Sounding the alarm on threats to public schools

It’s no secret that public education is under attack, in Indiana and in other states. But it’s easy to miss just how radical and well organized the assault is – and how it is part of a longstanding political drive to undermine the very concept of the common good.

Jack Schneider and Jennifer Berkshire explain in their new book, “A Wolf at the Schoolhouse Door.” They show how free-market ideologues, driven by hostility to government and fueled by deep-pocketed donors, are endangering a cornerstone of American democracy.

“The threat to public education … is grave,” they write. “A radical vision for unmaking the very idea of public schools has moved from the realm of ideological pipe dream to legitimate policy.”

Berkshire, a journalist, and Schneider, an education historian, make their case in a clear, readable style that echoes their casual give-and-take on the education podcast “Have You Heard?” They draw from U.S. education history, studies and policy briefs, and recent news stories to make their case.
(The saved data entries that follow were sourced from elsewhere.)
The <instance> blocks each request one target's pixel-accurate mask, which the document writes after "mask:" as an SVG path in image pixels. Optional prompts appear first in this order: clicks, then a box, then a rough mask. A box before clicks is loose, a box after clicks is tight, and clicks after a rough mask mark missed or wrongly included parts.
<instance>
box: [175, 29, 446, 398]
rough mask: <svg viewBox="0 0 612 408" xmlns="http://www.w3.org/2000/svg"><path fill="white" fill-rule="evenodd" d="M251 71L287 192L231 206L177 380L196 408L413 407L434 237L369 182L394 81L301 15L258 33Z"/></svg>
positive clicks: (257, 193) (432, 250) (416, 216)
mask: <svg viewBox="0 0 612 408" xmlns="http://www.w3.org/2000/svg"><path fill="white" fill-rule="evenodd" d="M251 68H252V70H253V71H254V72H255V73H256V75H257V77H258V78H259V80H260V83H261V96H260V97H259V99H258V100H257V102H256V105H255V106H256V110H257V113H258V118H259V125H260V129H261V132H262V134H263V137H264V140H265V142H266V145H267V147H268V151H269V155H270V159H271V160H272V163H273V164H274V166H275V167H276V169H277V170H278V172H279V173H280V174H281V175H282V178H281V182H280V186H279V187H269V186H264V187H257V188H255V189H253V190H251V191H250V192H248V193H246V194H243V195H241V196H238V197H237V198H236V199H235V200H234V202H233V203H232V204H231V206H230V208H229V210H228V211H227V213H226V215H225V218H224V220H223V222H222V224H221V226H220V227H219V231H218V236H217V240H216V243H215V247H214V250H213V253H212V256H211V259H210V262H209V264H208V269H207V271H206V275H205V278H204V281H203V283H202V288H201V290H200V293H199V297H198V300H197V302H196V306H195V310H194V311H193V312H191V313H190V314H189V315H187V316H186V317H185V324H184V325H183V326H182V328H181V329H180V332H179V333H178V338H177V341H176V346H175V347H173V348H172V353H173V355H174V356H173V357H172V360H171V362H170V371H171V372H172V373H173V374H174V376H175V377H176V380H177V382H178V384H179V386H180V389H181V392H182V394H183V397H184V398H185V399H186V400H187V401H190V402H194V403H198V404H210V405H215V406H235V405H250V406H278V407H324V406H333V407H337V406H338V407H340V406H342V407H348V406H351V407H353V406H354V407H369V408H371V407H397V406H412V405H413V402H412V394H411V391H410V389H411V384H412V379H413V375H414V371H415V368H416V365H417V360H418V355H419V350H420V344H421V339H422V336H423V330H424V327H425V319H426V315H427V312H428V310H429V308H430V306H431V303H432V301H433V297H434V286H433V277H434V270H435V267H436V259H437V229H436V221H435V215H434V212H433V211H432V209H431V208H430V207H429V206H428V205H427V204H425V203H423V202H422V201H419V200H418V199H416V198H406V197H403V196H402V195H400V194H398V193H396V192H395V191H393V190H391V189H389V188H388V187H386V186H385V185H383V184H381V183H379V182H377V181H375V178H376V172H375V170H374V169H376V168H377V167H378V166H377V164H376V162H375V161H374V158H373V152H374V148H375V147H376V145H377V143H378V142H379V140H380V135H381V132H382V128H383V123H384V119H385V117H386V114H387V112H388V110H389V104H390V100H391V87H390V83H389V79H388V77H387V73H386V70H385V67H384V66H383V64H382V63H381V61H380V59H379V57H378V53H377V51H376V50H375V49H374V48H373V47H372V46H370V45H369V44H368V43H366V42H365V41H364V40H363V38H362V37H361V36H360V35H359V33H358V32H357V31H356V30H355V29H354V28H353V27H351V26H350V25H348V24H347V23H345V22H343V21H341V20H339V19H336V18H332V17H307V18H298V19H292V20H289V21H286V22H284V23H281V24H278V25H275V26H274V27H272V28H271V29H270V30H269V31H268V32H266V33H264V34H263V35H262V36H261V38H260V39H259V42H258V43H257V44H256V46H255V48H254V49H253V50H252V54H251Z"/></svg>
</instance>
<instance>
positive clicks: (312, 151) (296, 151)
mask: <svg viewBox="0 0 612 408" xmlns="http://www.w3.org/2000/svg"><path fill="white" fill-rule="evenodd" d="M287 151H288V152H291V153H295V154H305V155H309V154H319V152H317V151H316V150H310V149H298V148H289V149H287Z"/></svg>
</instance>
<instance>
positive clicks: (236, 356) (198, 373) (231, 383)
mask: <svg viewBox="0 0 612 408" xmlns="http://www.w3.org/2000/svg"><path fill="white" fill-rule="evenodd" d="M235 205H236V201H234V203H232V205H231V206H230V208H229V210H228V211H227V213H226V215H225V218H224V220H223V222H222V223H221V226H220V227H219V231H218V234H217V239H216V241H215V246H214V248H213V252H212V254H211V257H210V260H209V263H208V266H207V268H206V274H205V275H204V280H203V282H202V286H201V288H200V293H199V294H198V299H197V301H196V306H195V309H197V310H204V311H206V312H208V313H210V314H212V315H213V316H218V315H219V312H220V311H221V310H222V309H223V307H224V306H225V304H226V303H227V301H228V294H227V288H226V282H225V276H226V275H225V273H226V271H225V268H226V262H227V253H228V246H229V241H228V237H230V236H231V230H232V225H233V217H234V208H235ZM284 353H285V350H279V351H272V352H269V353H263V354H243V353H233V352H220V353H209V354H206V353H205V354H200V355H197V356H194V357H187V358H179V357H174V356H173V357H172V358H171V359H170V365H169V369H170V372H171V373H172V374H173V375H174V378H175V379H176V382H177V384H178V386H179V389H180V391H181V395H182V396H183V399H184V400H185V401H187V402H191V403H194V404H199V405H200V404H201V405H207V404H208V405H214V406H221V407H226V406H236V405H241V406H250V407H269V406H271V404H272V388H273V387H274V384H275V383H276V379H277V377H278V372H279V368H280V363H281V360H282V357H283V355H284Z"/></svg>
“A Wolf at the Schoolhouse Door” focuses on a fundamental debate on the nature of schools. Education, the authors argue, is best treated as a public good that belongs to everyone.

“Like clean air, a well-educated populace is something with wide-reaching benefits,” Berkshire and Schneider write. “That’s why we treat public education more like a park than a country club. We tax ourselves to pay for it, and we open it to everyone.”